En revanche, l’équité ne commande pas de faire droit à la demande d’application des dispositions de l’article 700 du code de procédure civile présentée par la société ACTION LOGEMENT SERVICES.
Selon l’article 514 du code de procédure civile, les décisions de première instance sont de droit exécutoires à titre provisoire à moins que la loi ou la décision rendue n’en dispose autrement.
Toutefois, selon l’article 514-1 du même code, le juge peut écarter l’exécution provisoire de droit, en tout ou partie, s’il estime qu’elle est incompatible avec la nature de l’affaire.

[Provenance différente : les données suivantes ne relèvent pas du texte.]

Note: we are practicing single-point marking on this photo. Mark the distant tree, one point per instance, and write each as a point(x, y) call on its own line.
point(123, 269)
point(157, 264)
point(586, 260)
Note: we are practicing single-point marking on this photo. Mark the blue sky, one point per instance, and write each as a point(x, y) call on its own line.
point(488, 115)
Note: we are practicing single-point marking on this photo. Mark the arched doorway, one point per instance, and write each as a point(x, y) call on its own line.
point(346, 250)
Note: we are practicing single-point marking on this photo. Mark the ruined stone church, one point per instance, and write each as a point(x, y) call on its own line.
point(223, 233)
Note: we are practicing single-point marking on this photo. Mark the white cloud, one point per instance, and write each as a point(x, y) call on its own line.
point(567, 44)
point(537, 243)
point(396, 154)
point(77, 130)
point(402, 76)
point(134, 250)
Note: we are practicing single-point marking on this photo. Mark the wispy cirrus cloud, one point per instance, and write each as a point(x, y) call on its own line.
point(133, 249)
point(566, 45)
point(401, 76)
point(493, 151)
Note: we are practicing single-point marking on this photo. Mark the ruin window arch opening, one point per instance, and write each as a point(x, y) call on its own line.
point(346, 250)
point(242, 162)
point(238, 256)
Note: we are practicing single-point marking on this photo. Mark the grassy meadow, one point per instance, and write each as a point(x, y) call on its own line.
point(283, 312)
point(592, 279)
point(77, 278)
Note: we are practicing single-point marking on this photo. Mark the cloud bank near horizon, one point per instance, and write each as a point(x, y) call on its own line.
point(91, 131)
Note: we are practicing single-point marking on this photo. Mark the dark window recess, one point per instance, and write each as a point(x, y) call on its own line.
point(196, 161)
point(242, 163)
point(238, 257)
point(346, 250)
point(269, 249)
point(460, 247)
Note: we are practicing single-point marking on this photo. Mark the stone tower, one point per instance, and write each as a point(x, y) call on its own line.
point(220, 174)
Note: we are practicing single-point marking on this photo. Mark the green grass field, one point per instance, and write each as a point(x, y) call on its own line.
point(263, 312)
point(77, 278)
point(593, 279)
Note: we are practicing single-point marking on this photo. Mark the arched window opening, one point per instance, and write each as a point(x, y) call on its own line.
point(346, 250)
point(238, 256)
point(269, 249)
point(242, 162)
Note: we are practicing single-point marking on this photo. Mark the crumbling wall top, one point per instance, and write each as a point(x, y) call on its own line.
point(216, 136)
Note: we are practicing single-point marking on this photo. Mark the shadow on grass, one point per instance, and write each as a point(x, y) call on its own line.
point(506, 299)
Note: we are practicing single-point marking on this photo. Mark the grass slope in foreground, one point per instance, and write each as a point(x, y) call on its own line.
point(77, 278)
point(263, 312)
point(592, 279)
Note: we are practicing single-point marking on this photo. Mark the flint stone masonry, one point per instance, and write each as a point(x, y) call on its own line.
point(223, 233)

Il statue, d’office ou à la demande d’une partie, par décision spécialement motivée.
En l’espèce, compte tenu du montant et de l’ancienneté de la dette et de l’absence totale de reprise du paiement des loyers depuis l’assignation, il n’y a pas lieu d’écarter l’exécution provisoire de la présente décision.
PAR CES MOTIFS,
Le juge des contentieux de la protection, statuant après débats publics, par jugement mis à disposition au greffe, réputé contradictoire et en premier ressort,
CONSTATE que la dette locative visée dans le commandement de payer du 11 juin 2025 n’a pas été réglée dans le délai de deux mois,
CONSTATE, en conséquence, que le contrat conclu le 13 octobre 2021 entre M., [W], [O], d’une part, et M., [Q], [I], d’autre part, concernant les locaux situés au, [Adresse 4] à, [Localité 5] est résilié depuis le 12 août 2025,
DIT n’y avoir lieu d’octroyer des délais de paiement à M., [Q], [I], sans préjudice des délais qui pourraient lui être accordés dans le cadre d’une procédure de surendettement,
ORDONNE à M., [Q], [I] de libérer de sa personne, de ses biens, ainsi que de tous occupants de son chef, les lieux situés au, [Adresse 4] à, [Localité 5] ainsi que, le cas échéant, tous les lieux loués accessoirement au logement,
DIT qu’à défaut de libération volontaire, il pourra être procédé à son expulsion et à celle de tous occupants de son chef avec l’assistance de la force publique,
DIT que le sort des meubles sera régi conformément aux dispositions des articles L. 433-1 et L. 433-2 du code des procédures civiles d’exécution,
RAPPELLE que l’expulsion ne pourra avoir lieu qu’hors période hivernale et à l’expiration d’un délai de deux mois suivant la délivrance d’un commandement d’avoir à libérer les lieux,
CONDAMNE M., [Q], [I] à payer à la société ACTION LOGEMENT SERVICES, subrogée dans les droits de M., [W], [O], la somme de 6673,67 euros (six mille six cent soixante-treize euros et soixante-sept centimes) au titre de l’arriéré locatif arrêté au 15 janvier 2026, avec intérêts au taux légal à compter du 11 juin 2025 sur la somme de 2853,78 euros, à compter de l’assignation sur la somme de 1426,89 euros et à compter de la signification de la présente décision pour le surplus,
CONDAMNE M., [Q], [I] au paiement d’une indemnité d’occupation mensuelle égale au loyer et aux charges qui auraient été dus en cas de poursuite du bail, soit 480,58 euros (quatre cent quatre-vingts euros et cinquante-huit centimes) par mois,
DIT que cette indemnité d’occupation, qui se substitue au loyer dès le 12 août 2025, est payable dans les mêmes conditions que l’étaient le loyer et les charges, jusqu’à libération effective des lieux et remise des clés à la bailleresse ou à son mandataire,
DIT que cette indemnité d’occupation pourra être versée par les locataires à la société ACTION LOGEMENT SERVICES, en lieu et place du bailleur, sous réserve que cette dernière justifie d’une quittance subrogative visant les sommes dont elle sollicitera le paiement,
DIT n’y avoir lieu d’écarter l’exécution provisoire de droit de la présente décision,
DEBOUTE la société ACTION LOGEMENT SERVICES de sa demande présentée au titre des dispositions de l’article 700 du code de procédure civile,
CONDAMNE M., [Q], [I] aux dépens comprenant notamment le coût du commandement de payer du 11 juin 2025 et celui de l’assignation du 22 septembre 2025.
Ainsi jugé par mise à disposition au greffe le 20 mars 2026, et signé par le juge et la greffière susnommées.